Il sourit comme le chat du Cheshire dans Alice au pays des merveilles. Le thé a laissé des résidus verts entre ses dents ; une jungle miniature a subitement élu domicile sur ses gencives. Je réprime un fou rire. C’est la première fois que ça m’arrive depuis la mort de Pauline. Un sentiment de culpabilité m’envahit. Toute envie de rire disparaît.

— J’ai un projet, dit Parimbert, d’un ton empreint de mystère. Et je suis persuadé que vous êtes la bonne personne pour le mener à bien.

Il marque une pause et attend ma réaction, tel Zeus sur l’Olympe. Je hoche la tête. Il reprend.

— Je veux que vous imaginiez un dôme de l’Esprit.

Il prononce ces derniers mots avec des trémolos dans la voix, comme s’il avait dit « Saint-Graal » ou « Dalaï-Lama ». J’essaie de comprendre ce que peut bien être un dôme de l’Esprit, tout en priant pour ne pas avoir l’air trop éberlué. Parimbert se lève, les mains dans les poches de son pantalon gris impeccablement repassé. Il fait les cent pas sur le parquet luisant. Il s’arrête au milieu de la pièce d’une façon théâtrale.

— Ce dôme de l’Esprit est un lieu où je réunirai des gens triés sur le volet pour partager nos réflexions sur l’harmonie. Il sera construit dans nos locaux. Je veux qu’il ressemble à un igloo de l’intelligence. Vous comprenez ?

— Absolument, dis-je.

Encore une fois, le fou rire n’est pas loin.

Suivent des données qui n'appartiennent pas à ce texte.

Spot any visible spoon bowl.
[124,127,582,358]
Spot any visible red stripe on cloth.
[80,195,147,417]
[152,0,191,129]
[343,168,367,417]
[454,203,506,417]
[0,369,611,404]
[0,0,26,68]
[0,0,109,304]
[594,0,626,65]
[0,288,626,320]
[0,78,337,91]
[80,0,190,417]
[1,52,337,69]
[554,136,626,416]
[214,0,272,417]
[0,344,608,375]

— Je n’ai encore parlé à personne de ce projet. Je vous donne carte blanche. Je sais que vous êtes la personne parfaite pour le réaliser. C’est pour cela que vous avez été choisi. Et vous serez payé en conséquence.

Il mentionne une somme plutôt généreuse, mais je n’ai aucune idée de l’ampleur du dôme de l’Esprit qu’il a en tête, ni quels matériaux il désire.

— Quand nous nous reverrons, je veux que vous arriviez avec des idées. Juste des idées jetées sur le papier. Laissez votre énergie positive s’exprimer. Osez. Faites confiance à votre force intérieure. Ne vous bridez pas, surtout. Ce serait hors sujet, ici. Le dôme de l’Esprit doit être situé près de mon bureau. Je vous ferai envoyer un plan de l’étage.

Je prends congé et marche en direction de l’avenue Montaigne. Les boutiques déploient un luxe inouï pour Noël. La circulation est intense. Le ciel gris foncé. En regagnant la rive gauche, je pense à Pauline, à ses funérailles, sa famille. À Astrid aussi, qui doit être à présent sur le chemin du retour, avec un atterrissage à Paris prévu en fin de journée. Mort d’une adolescente ou pas, Noël approche, inexorablement. Les femmes riches et chic font leur shopping avenue Montaigne tandis que les Parimbert continuent de se prendre au sérieux.